Devil’s Footprints

After a dense snowfall on February 7 and 8, 1855, the people of Devonshire, England awoke to find strange footprints throughout their small town. The London Times, on February 16, reported the entire incident in detail.

Considerable sensation has been evoked in the towns of Topshm, Lympstone, Exmouth, Teignmouth and Dawlish, in the south of Devon, in consequence of the discovery of a vast number of foot-tracks of a most strange and mysterious description. The superstitious go so far as to believe that they are the marks of Satan himself; and that great excitement has been produced among all classes may be judged from the fact that the subject has been descanted on from the pulpit.

It appears that on Thursday night last there was a very heavy fall of snow in the neighborhood of Exeter and he south of Devon. On the following morning, the inhabitants of the above towns were surprised at discovering the tracks of some strange and mysterious animal, endowed with the power of ubiquity, as the foot-prints were to be seen in all kinds of inaccessible places – on the tops of houses and narrow walls, in gardens and courtyards enclosed by high walls and palings, as well as in open fields. There was hardly a garden in Lympstone where the footprints were not observed.
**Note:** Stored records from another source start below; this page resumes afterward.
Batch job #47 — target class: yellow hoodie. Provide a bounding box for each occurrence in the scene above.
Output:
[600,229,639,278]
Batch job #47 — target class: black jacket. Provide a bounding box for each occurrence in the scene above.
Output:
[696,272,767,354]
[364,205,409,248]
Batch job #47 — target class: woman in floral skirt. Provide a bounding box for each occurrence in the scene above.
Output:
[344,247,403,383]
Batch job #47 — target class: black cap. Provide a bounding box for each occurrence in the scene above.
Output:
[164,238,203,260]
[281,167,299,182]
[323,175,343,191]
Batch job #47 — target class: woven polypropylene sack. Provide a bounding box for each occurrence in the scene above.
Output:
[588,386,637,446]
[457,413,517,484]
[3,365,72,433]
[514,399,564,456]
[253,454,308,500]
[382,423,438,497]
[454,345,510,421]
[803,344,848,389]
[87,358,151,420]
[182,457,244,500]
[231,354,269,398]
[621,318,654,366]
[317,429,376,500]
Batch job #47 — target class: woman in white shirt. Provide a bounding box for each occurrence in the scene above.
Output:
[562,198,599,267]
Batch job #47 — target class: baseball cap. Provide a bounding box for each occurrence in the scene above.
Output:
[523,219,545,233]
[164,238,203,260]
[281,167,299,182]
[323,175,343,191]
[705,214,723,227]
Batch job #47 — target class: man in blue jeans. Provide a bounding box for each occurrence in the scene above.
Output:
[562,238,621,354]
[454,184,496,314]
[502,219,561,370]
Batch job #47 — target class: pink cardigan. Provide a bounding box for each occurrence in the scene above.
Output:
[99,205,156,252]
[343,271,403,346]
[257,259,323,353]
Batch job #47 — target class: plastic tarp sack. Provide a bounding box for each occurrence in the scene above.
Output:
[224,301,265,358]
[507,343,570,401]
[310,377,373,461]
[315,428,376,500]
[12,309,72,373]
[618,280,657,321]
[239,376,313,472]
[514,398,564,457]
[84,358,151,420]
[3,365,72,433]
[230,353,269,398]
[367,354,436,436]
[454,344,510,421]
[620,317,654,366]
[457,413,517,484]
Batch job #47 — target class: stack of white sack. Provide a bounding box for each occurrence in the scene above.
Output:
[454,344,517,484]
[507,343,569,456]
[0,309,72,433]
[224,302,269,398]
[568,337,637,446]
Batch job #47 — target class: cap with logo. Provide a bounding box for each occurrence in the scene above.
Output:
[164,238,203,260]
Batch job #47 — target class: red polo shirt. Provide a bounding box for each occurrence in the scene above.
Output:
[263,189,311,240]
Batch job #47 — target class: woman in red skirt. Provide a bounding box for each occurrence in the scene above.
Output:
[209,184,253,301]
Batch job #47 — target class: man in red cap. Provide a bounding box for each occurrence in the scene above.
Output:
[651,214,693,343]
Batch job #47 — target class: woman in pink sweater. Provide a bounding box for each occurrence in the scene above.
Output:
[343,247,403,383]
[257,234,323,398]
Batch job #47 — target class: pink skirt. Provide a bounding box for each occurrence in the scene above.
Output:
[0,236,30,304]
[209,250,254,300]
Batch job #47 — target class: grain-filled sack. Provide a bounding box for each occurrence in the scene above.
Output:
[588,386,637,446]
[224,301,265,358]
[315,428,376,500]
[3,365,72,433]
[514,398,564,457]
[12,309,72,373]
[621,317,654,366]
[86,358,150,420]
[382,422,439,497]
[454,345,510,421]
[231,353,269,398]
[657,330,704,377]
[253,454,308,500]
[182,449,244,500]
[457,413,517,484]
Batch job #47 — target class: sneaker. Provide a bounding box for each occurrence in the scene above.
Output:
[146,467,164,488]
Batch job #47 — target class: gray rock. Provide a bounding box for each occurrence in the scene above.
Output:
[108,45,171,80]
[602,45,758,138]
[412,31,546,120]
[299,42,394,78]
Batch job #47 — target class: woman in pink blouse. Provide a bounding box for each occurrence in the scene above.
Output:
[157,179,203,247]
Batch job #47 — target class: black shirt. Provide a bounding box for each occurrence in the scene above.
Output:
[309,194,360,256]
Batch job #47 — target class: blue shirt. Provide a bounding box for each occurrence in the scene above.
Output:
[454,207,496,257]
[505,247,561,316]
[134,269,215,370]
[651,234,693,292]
The track appeared more like that of a biped than a quadruped, and the steps were generally eight inches in advance of each other. The impressions of the feet closely resembled that of a donkey’s shoe, and measured from an inch and a half to (in some instances) two and a half inches across. Here and there it appeared as if cloven, but in the generality of the steps the shoe was continuous, and, from the snow in the center remaining entire, merely showing the outer crest of the foot, it must have been convex.

The creature seems to have approached the doors of several houses and then to have retreated, but no one has been able to discover the standing or resting point of this mysterious visitor. On Sunday last the Rev. Mr. Musgrave alluded to the subject in his sermon, and suggested the possibility of the footprints being those of a kangaroo; but this could scarcely have been the case, as they were found on both sides of the estuary of the Exe.

At present it remains a mystery, and many superstitious people in the above towns are actually afraid to go outside their doors at night.

There has been one other recorded sighting of similar tracks, reported by Captain Sir James Clark Ross. The commander of two ships was exploring the South Pole landed on Kerguelen Island around May 1840. The Captain told of finding no animals and simply tracks of a “pong or ass, found by the party detached for surveying purposes…” The men thought the creature may have escaped from a shipwrecked vessel. The men eventually gave up looking for the creature as it passed over a large area of rocks and the tracks were lost. As Rupert Gould asks, “One wonders, if they had ‘got a sight of it,’ what they would have seen.”

In January of 2000, a similar report of footprints were reported near Cleveland, Ohio. Has this case solved the Devil’s Footprints?

Occasionally people have found odd footprints that are big enough to be a man’s but are shaped like those made by a cloven—that is, divided—hoof of the sort seen on goats, pigs, or deer. Such footprints are called devil’s footprints or devil’s tracks because the devil is often depicted as having cloven hooves. The first reference to devil’s footprints was in newspaper reports of an incident that took place in and around Exeter and Devon, England, on February 9, 1855. That morning, residents in the area discovered new snow on the ground, but it was marked with a line of strange tracks that extended for more than 100 miles (161km). These tracks were not in pairs but in a single line, each print about 8 inches (20.3cm) from the next, and their spacing and progress remained constant despite various obstacles in their path. They crossed walls, went through haystacks and gardens, and even went across the roofs of buildings. When this case was publicized in newspapers, other people came forward to report that they had seen similar tracks regularly near the border between Poland and Germany.

The most famous reported sightings of devil’s footprints in the United States were in New Jersey in the early 1900s, when the tracks of a creature dubbed the Jersey Devil were seen in a southern part of the state. These tracks were later revealed to be a hoax, however, and skeptics say that most other instances of such tracks are hoaxes as well. The remainder, skeptics say, are the result of ordinary tracks being distorted by changes in the environment, such as when snow melts or sand shifts. Believers in mysterious beasts, however, have suggested that the tracks are made by an animal that has yet to be found and scientifically classified.